Claude Code

Claude Code is a command-line agentic coding tool from Anthropic, available as part of the Claude Pro or Max subscription.

Install Claude Code:

npm install -g @anthropic-ai/claude-code
 
# Optional GitHub CLI
brew install gh
 
gh auth login

Enable sound alerts when tasks complete:

claude config set --global preferredNotifChannel terminal_bell

Symlink Claude Settings:

ln -sf ~/.lz.config/claude_code/.claude/CLAUDE.md ~/.claude/CLAUDE.md
ln -sf ~/.lz.config/claude_code/.claude/commands ~/.claude/commands
ln -sf ~/.lz.config/claude_code/.claude/settings.json ~/.claude/settings.json

Using Memory

Quickly add memories with the # shortcut:

# Always use descriptive variable names

You can also use /memory to edit all types of memory directly.

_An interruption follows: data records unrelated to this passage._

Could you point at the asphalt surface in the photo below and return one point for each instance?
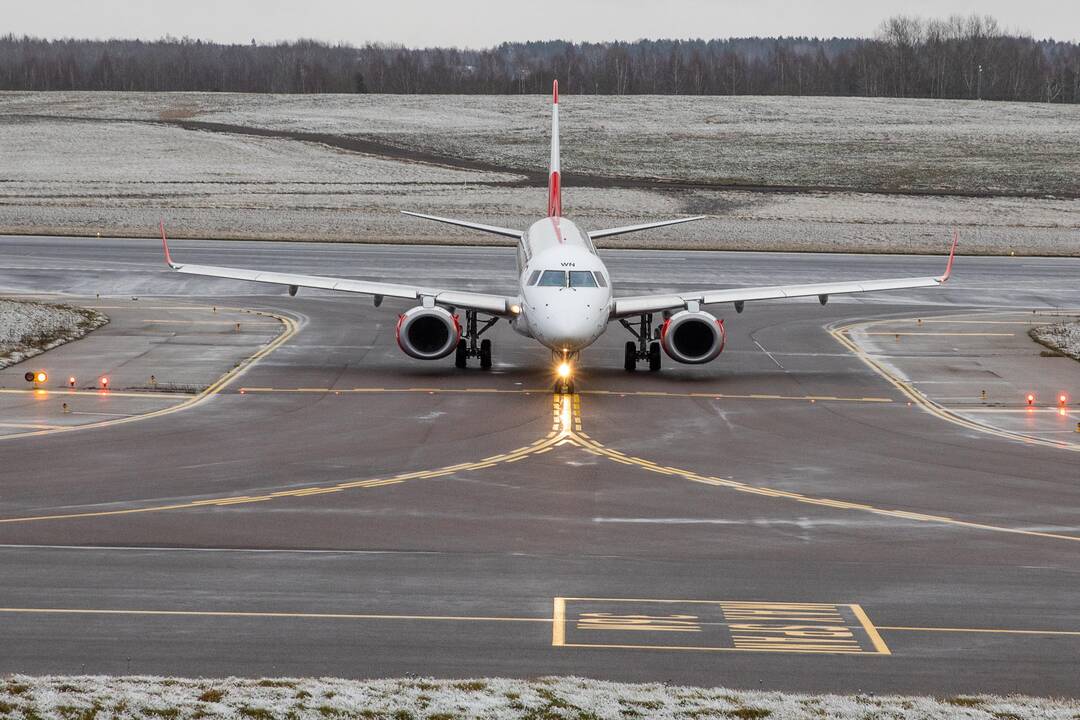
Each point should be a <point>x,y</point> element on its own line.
<point>342,510</point>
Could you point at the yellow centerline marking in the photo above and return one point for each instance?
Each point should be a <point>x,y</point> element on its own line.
<point>974,335</point>
<point>841,335</point>
<point>219,384</point>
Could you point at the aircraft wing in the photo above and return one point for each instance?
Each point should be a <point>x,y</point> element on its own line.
<point>649,303</point>
<point>636,228</point>
<point>496,304</point>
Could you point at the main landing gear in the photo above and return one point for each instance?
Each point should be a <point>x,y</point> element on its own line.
<point>643,350</point>
<point>471,345</point>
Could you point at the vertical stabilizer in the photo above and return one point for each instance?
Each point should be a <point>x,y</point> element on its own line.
<point>554,180</point>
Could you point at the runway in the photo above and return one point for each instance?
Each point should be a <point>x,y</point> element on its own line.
<point>782,518</point>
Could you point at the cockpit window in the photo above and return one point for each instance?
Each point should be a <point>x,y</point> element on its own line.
<point>553,279</point>
<point>582,279</point>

  • Be specific: “Use 2-space indentation” is better than “Format code properly”.
  • Use structure to organise: Format each memory as a bullet point and group related memories under descriptive markdown headings.
  • Review periodically: Update memories as your project evolves to ensure Claude always uses the most up-to-date information and context.

Resume previous conversations

Claude Code provides two options for resuming previous conversations:

  • --continue to continue the most recent conversation automatically
  • --resume to display a conversation picker

Examples:

# Continue most recent conversation
claude --continue
 
# Continue most recent conversation with a specific prompt
claude --continue --print "Show me our progress"
 
# Show conversation picker
claude --resume
 
# Continue most recent conversation in non-interactive mode
claude --continue --print "Run the tests again"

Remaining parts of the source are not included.